Lena Kleinschmidt was mentioned as being a sister of the matriarch of the Reinsch family of thieves, Henrietta Reinsch, whose maiden name was Levi/Levy. Another member of the Reinsch gang, the same generation as Henrietta, was Eva Geisler, whose maiden name was also Levi/Levy. Were the four professional shoplifters: Pauline Reinsch, Eva Geisler, Amelia Levy, and Bertha Kleinschmidt all sisters? It is a tempting theory, but not one without issue.
      Amelia Levy’s ethnicity was often described as Jewish. Black Lena, too, was sometimes described as Jewish, but not as often. The Reinsch and Weir families were not Jewish; Pauline Reinsch was buried in a German Lutheran cemetery. In one interview, Black Lena recounts growing up in a German Catholic village, and feeling guilt from the presence of statues of Jesus. She also related that she had conversations with the prison priest. Possibly the four sisters named Levi/Levy came from a family that no longer identified as Jewish; but that in itself would be outside the norm.

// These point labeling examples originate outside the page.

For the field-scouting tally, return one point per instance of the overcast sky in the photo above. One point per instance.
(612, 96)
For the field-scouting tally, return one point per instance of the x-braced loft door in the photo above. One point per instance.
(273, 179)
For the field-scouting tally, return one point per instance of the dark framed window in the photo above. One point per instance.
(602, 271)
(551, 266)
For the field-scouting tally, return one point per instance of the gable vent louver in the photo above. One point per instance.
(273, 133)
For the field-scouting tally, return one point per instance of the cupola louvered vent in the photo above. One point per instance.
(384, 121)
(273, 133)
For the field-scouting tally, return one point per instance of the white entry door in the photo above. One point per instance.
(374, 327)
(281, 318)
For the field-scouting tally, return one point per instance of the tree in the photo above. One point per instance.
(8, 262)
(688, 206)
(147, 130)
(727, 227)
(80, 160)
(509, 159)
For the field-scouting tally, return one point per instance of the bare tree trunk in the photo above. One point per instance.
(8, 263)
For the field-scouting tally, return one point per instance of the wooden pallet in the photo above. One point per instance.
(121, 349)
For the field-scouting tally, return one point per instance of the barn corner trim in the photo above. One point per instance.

      The identification of Lena and Amelia–and other professional criminals–as Jews served as fodder for antisemitism.

      Lena was arrested in Chicago along with Emma Weir (nee Reinsch) In November 1883; and again in December. Her trial was delayed, but in March 1884 she was sentenced to three years at Joliet for larceny. Another five years was tacked on later, which kept her in Joliet until July 1889. A month later, in August, she was caught again; and in October sentenced to another four years at Joliet.
      She was free again–for just two weeks–in March 1893. Once again she was captured stealing items in a store accompanied by Emma Weir. She escaped conviction but was nabbed in both Milwaukee and St. Louis within a few months, paying fines to avoid jail.
      By 1896, Black Lena was back in trouble in Chicago. She was arrested for shoplifting, assisted by Martin Weir. She pled guilty and was sentenced to three months in Cook County jail, while Martin was sent to Joliet.
      Lena joined Martin in Joliet in 1897, after once again failing to control her habits. While there, she was interviewed by criminologist J. Sanderson Christison, and named simply as “Bertha.” That interview has been reprinted on the Historical Crime Detective site. She expresses contrition, and admits she can’t help herself.


      Lena was released from Joliet in 1899. By 1901, a Chicago detective spoke of her being dead, but no record has yet surfaced of when or where that occurred.